Martin Eakes, a director of the Center for Responsible Lending in Durham, called for provisions that permit struggling homeowners to restructure their loans in bankruptcy court without declaring full bankruptcy.

A bailout package without such provisions would simply not stabilize the economy, Eakes said.

“Targeted court-supervised restructuring of their loans as an absolute last resort will prove to be the only direct benefit to the middle class in the $700 billion bailout program.” Eakes said.

The AARP estimates that some 634,000 older Americans are facing foreclosure, while another 50,000 are in foreclosure proceedings or already have lost their homes. Dean Sagar, a lobbyist for AARP, said it's a misconception that older homeowners aren't affected by the mortgage and financial crisis because they've been in their homes for years.

Because of their ages and the fact that many have fixed incomes, Sagar said it's nearly impossible for these people to recover from their losses or to ride out the crisis and wait for property values to rise again. In a letter to congressional leaders earlier this week, the AARP called for bankruptcy protections in the bailout bill.

“AARP strongly supports adding the bankruptcy provisions to the current financial rescue proposal,” Sagar said. “It's got to be done.”

Industry lobbyists have said the proposal is unnecessary because once the government buys the troubled mortgage securities, it has the authority to change the loan terms and make the loans affordable.

The bankruptcy provision would be an immediate help to homeowners such as Candace Weaver, an 8th-grade teacher in Wilmington.

In December 2005, Weaver and her husband refinanced their home loan to pay some bills while her husband recovered from a heart attack. They got an adjustable-rate mortgage.

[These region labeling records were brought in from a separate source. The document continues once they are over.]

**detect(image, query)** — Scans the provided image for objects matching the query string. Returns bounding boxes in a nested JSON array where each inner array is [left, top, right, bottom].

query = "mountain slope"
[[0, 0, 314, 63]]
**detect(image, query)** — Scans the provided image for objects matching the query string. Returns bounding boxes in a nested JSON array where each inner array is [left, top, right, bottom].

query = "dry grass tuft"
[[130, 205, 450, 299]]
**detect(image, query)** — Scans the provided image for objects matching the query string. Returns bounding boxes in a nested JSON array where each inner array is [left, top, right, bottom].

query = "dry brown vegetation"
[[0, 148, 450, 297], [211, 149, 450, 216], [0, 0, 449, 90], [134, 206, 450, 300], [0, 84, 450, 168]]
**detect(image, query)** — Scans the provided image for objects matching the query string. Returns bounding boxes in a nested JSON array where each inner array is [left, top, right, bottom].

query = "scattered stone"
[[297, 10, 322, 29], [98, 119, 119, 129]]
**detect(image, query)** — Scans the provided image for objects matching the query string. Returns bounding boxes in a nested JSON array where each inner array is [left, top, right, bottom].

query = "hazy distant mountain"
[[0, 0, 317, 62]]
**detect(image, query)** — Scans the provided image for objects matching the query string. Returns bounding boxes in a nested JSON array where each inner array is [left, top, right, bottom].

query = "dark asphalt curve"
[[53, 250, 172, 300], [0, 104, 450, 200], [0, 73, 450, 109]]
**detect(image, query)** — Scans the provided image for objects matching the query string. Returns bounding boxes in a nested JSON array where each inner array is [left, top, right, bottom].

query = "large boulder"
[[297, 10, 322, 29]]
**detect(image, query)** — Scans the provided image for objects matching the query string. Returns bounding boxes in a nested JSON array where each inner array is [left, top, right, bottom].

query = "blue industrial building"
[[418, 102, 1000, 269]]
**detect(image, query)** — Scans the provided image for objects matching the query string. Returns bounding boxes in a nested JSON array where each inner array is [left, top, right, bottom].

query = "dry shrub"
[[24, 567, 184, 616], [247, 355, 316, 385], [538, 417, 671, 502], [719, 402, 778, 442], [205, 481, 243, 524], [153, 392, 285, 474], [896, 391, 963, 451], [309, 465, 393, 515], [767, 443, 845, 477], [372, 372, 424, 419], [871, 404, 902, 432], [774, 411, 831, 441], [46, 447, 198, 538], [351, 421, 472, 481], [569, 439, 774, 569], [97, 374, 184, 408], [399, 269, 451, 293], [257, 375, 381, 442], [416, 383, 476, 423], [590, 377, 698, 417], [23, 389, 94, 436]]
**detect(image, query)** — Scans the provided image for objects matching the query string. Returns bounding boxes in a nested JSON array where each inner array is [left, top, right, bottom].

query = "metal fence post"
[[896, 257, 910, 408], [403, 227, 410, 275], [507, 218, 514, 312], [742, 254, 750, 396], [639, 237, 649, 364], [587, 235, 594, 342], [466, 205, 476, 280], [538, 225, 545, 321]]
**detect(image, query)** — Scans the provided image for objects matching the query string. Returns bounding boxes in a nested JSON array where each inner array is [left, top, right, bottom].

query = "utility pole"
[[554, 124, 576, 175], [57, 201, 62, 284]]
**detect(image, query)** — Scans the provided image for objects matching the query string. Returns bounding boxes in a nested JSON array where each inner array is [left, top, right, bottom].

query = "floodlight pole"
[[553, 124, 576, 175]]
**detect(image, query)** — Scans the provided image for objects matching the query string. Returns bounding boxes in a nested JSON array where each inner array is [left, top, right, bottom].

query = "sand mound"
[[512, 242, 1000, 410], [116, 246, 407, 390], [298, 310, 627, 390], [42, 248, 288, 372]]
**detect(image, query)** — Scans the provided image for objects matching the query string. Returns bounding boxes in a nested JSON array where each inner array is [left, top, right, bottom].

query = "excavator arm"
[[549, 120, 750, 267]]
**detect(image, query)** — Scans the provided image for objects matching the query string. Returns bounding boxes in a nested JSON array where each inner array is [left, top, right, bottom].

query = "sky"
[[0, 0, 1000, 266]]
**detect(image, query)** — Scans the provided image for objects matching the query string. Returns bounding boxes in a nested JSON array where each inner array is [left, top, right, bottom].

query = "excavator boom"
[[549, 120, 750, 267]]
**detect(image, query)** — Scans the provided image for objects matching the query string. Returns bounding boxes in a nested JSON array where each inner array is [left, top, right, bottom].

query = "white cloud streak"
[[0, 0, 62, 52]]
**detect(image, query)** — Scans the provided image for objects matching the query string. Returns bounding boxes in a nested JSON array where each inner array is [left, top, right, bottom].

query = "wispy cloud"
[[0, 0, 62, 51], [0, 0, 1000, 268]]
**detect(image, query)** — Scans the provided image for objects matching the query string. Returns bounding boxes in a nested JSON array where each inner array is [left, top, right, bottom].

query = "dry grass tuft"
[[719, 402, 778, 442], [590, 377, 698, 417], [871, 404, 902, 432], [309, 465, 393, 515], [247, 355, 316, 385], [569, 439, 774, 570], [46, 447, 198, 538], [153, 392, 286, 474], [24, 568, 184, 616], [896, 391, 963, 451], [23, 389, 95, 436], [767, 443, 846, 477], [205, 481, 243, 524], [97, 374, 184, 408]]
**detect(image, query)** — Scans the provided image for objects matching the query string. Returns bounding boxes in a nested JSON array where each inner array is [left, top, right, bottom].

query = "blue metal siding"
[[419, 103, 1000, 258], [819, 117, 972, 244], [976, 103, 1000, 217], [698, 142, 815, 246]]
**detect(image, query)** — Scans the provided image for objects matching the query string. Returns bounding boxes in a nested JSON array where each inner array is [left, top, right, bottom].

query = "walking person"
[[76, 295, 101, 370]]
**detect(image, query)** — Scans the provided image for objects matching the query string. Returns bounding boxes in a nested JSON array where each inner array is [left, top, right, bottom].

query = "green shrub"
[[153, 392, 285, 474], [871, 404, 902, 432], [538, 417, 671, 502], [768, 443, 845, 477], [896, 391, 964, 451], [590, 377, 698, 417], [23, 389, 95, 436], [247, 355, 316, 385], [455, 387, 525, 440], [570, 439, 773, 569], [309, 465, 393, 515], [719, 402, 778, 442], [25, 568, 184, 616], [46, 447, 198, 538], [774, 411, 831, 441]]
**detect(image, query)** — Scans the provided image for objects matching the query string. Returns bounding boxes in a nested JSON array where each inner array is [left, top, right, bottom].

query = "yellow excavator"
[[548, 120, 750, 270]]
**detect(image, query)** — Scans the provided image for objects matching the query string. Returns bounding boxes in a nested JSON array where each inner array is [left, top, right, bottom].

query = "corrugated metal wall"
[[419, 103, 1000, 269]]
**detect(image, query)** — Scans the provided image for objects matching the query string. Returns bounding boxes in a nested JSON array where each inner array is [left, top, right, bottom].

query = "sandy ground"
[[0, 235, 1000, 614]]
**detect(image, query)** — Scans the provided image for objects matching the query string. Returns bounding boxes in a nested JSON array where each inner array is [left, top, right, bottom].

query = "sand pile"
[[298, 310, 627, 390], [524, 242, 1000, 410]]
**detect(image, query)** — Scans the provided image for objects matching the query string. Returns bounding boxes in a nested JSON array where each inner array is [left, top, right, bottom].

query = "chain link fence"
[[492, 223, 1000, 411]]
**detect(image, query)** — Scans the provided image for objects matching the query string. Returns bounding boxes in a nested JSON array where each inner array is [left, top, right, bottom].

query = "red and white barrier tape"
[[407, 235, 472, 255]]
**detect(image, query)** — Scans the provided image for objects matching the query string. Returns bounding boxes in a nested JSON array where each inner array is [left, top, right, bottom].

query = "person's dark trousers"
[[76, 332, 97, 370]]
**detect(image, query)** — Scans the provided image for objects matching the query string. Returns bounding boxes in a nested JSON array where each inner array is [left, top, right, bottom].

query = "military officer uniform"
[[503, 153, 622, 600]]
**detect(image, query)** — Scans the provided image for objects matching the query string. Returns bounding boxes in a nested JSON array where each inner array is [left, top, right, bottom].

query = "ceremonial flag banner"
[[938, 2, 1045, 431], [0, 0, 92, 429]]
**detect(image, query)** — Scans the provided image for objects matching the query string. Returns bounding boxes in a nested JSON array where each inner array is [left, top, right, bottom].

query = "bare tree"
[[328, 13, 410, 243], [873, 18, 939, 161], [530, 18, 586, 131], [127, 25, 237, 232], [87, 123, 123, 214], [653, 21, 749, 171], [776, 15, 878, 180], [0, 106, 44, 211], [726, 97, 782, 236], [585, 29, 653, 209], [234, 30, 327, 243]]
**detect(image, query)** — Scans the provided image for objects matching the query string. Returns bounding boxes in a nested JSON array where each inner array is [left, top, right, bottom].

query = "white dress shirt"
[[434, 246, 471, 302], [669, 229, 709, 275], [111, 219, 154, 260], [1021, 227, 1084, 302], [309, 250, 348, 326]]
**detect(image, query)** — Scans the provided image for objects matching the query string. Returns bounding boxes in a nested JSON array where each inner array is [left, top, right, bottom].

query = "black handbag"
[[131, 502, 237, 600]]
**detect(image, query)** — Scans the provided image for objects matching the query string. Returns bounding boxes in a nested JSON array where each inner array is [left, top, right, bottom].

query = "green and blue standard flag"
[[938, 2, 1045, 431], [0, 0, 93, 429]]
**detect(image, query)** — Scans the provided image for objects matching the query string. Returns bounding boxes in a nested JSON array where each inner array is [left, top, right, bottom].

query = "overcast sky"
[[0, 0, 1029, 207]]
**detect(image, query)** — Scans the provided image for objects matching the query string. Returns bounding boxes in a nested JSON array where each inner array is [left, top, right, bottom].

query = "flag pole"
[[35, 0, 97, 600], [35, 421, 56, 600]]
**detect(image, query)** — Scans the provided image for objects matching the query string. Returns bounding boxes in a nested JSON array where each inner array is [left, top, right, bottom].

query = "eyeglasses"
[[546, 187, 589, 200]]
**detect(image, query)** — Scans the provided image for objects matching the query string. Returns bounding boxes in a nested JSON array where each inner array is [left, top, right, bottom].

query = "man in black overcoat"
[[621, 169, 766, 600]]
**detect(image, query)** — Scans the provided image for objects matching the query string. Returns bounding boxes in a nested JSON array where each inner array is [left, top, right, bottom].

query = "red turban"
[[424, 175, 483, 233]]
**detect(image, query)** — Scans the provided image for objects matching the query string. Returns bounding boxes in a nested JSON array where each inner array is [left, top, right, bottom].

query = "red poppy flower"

A few months after refinancing, Weaver was diagnosed with kidney cancer. She put off surgery until June 2006, and then sought a one-month deferral on her July mortgage payment until their finances stabilized.

But Weaver said the mortgage company, BNC Mortgage Inc., denied the request, saying it couldn't help her until the loan was in default.

“When I called back, they treated me like a criminal.” Weaver said. She said the company denied her request for a repayment plan until foreclosure action began on the home in late 2006. “Only then did they give me a very expensive repayment plan that was absolutely impossible for me to pay,” Weaver said.

After she missed payments, foreclosure proceedings started again. Weaver has since hired an attorney to fight for her home.

“I didn't do anything wrong. I didn't ask to have cancer,” Weaver said. “I understand that the bailout has to happen, but unless something is done to help struggling homeowners, people like me who were left out, we're the victims. And that's just not fair.”